A proposal for a new neutron moderator material for Accelerator-Based BNCT.
Burlon Alejandro, Kreiner Andres, Minsky Daniel1 and Valda Alejandro2 1Escuela de Ciencia y Tecnolog´ıa-UNSAM. Argentina// CNEA-Argentina 2Escuela de Ciencia y Tecnolog´ıa-UNSAM - Argentina
The use of nuclear reactions induced by accelerated particle beams, as neutron sources for Boron Neutron Capture Therapy (BNCT) appears as a competitive option to nuclear reactors. This technique involves the administration and selective uptake of the capture agent 10B (who has a thermal neutron capture cross section of 3840 b) in tumor cells and a suitable thermal neutron flux. The capture reaction 10B(n,α)7Li generates the heavy fragments α and 7Li that will damage the tumor cells. BNCT aims at treating pathologies that cannot be treated satisfactorily with conventional therapy (especially brain tumors). The neutron spectrum obtained from a nuclear reaction must be optimized using a moderator-reflector assembly before its application to a patient.

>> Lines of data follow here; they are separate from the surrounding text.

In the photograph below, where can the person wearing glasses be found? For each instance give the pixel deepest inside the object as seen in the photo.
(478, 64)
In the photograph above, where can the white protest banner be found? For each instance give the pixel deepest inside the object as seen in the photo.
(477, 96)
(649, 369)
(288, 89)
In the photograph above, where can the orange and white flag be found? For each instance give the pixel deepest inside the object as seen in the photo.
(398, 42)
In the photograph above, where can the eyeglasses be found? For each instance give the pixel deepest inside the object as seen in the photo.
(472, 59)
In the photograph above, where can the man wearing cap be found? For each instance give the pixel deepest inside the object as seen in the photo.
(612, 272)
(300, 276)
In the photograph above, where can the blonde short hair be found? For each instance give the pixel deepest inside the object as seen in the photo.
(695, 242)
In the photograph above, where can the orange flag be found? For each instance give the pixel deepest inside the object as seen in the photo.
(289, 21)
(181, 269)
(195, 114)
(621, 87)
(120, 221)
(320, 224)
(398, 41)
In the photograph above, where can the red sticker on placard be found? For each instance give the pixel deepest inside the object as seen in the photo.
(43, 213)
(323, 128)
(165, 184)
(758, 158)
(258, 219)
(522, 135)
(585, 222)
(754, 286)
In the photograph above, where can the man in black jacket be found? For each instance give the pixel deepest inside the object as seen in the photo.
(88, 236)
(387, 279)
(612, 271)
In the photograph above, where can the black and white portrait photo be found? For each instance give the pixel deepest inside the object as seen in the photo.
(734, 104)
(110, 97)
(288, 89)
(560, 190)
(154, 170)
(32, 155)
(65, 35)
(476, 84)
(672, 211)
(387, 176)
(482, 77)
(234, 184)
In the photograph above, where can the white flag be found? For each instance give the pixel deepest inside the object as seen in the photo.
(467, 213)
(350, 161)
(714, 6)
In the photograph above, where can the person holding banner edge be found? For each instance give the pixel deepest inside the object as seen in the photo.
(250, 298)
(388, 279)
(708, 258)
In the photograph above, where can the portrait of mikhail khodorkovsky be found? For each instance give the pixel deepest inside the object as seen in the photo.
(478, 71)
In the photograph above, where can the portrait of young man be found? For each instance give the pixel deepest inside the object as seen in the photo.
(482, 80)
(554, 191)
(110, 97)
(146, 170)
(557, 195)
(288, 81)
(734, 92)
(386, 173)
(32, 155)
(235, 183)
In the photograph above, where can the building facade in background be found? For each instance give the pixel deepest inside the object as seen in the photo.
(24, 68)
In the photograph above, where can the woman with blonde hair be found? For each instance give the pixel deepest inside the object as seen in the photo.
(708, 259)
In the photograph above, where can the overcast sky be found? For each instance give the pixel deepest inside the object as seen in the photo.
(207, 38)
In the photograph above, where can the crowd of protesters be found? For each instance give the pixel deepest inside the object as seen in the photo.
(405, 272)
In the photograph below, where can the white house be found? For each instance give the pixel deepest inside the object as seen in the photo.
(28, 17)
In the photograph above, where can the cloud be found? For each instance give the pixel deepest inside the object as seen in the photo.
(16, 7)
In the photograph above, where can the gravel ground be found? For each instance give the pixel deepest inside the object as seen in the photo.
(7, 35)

It is important to get an epithermal neutron beam that termalizes inside the body in order to maximize the thermal flux at the tumor position. In the frame of a production-target optimization for accelerator-based BNCT, feasibility studies for a new moderator material have been performed. This material consists in successive stacks of Al, polytetrafluoroethylene (PTFE), commercially known as Teflon, and LiF. It is easy to build and its cost is relatively low. The interaction neutron cross section in Al and PTFE presents complementary resonances above 30 keV, which reduces the energy of the fast neutrons. On the other hand, the 6Li in the LiF captures the thermal neutrons in order to avoid high doses in the skin, where the boron uptake is greater than in the rest of the healthy tissue. An exhaustive Monte Carlo simulation study has been performed evaluating the doses delivered to a cylindrical water-filled head phantom by a neutron production Li-metal target based on the 7Li(p,n)7Be reaction. A 35.8 cm diameter lead reflector and a 7.5 cm diameter Al/PTFE/LiF moderator were considered. Several moderator thickness have been studied and the figures of merit show that it is possible to reach a 98% Tumor Control Probability for a 6.5 cm deep tumor with a 34 cm thick moderator and a 20 mA proton bean at a bombarding energy of 2.3 MeV in 50 minutes treatment time.